Suppose that $|G|$ and $|X|$ are finite. Show that the following are equivalent.
(a) $G$ acts transitively on $X$.
(b) For some $x \in X$, $|G_x| = |G| / |X|$.
(c) For every $x \in X$, $|G_x| = |G| / |X|$.
(Here, $G_x$ is the isotropy subgroup for an $x$ in $X$)
Been working on this for a while.
I know that if a group $G$ acts transitively on group $X$, then for every $x,y$ in $X$, there exists an $a$ in $G$ such that $ax=y$.
I also recognize that $|G_x| = |G| / |X|$ looks a lot like Lagrange's Theorem (If $K$ is a subgroup of a finite group $G$, then the order of $K$ divides the order of $G$. In particular, $|G| = |K| [G:K]$, or in other words, $|G|/|K| = [G:K]$ or $|G|/[G:K] = |K|$).

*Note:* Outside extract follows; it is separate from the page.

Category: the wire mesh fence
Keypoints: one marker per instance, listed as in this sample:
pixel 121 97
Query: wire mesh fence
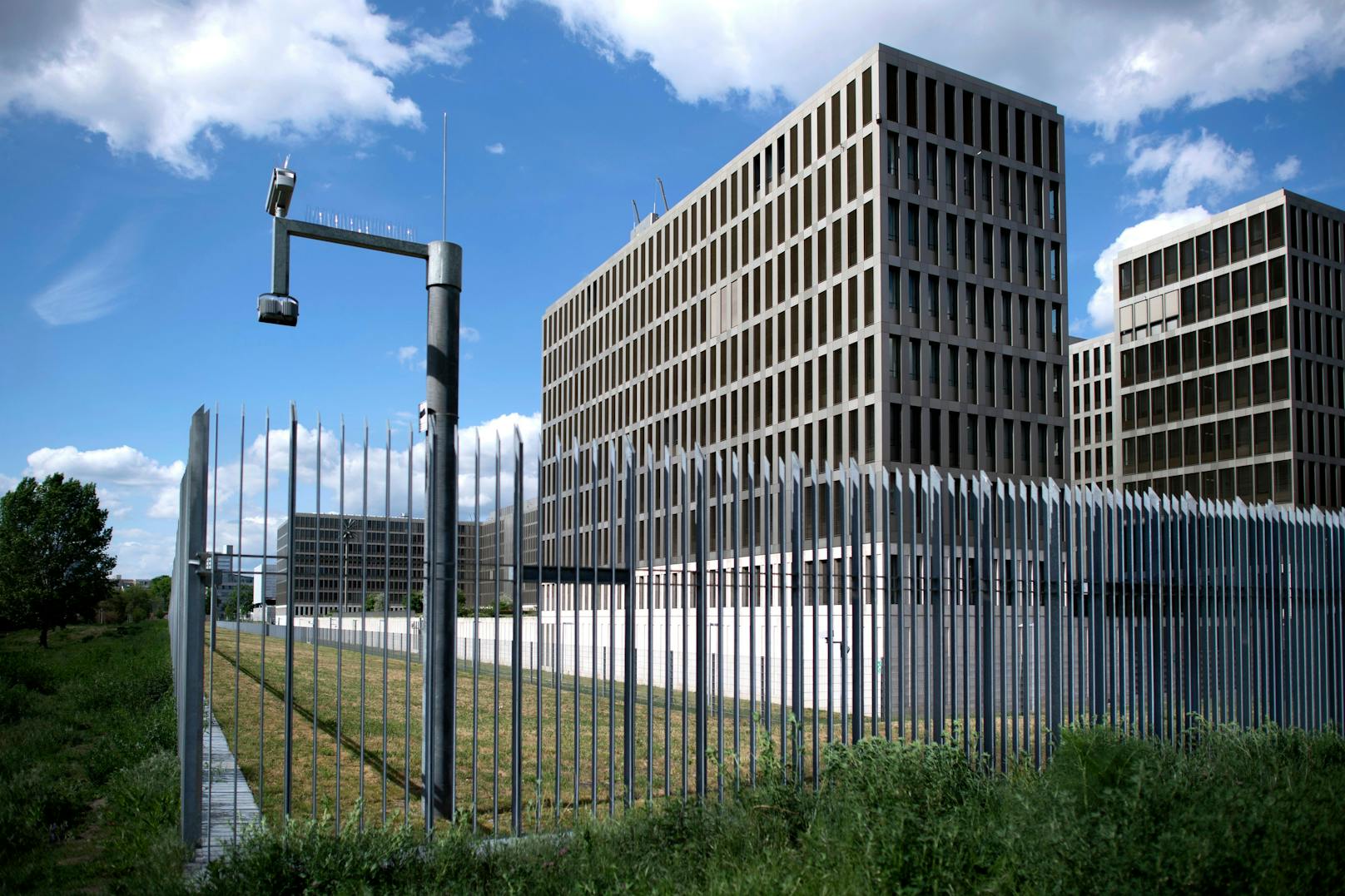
pixel 672 626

(Here, $[G:K]$ is the index of $K$ and $G$ and defined by the number of distinct right cosets of $K$ in $G$)
What I have done so far:
- I know that $G_x \lt G$ by definition.
- Next, I think I need to show that $[G:G_x]=|X|$ somehow.
- Finally use Lagrange's Theorem to say that $|G_x|=|G|/|G:G_x|$ and since $[G:G_x]=|X|$, $|G_x|=|G|/|X|$ and thus proven.
What I need help on is how can I show that $[G:G_x]=|X|$?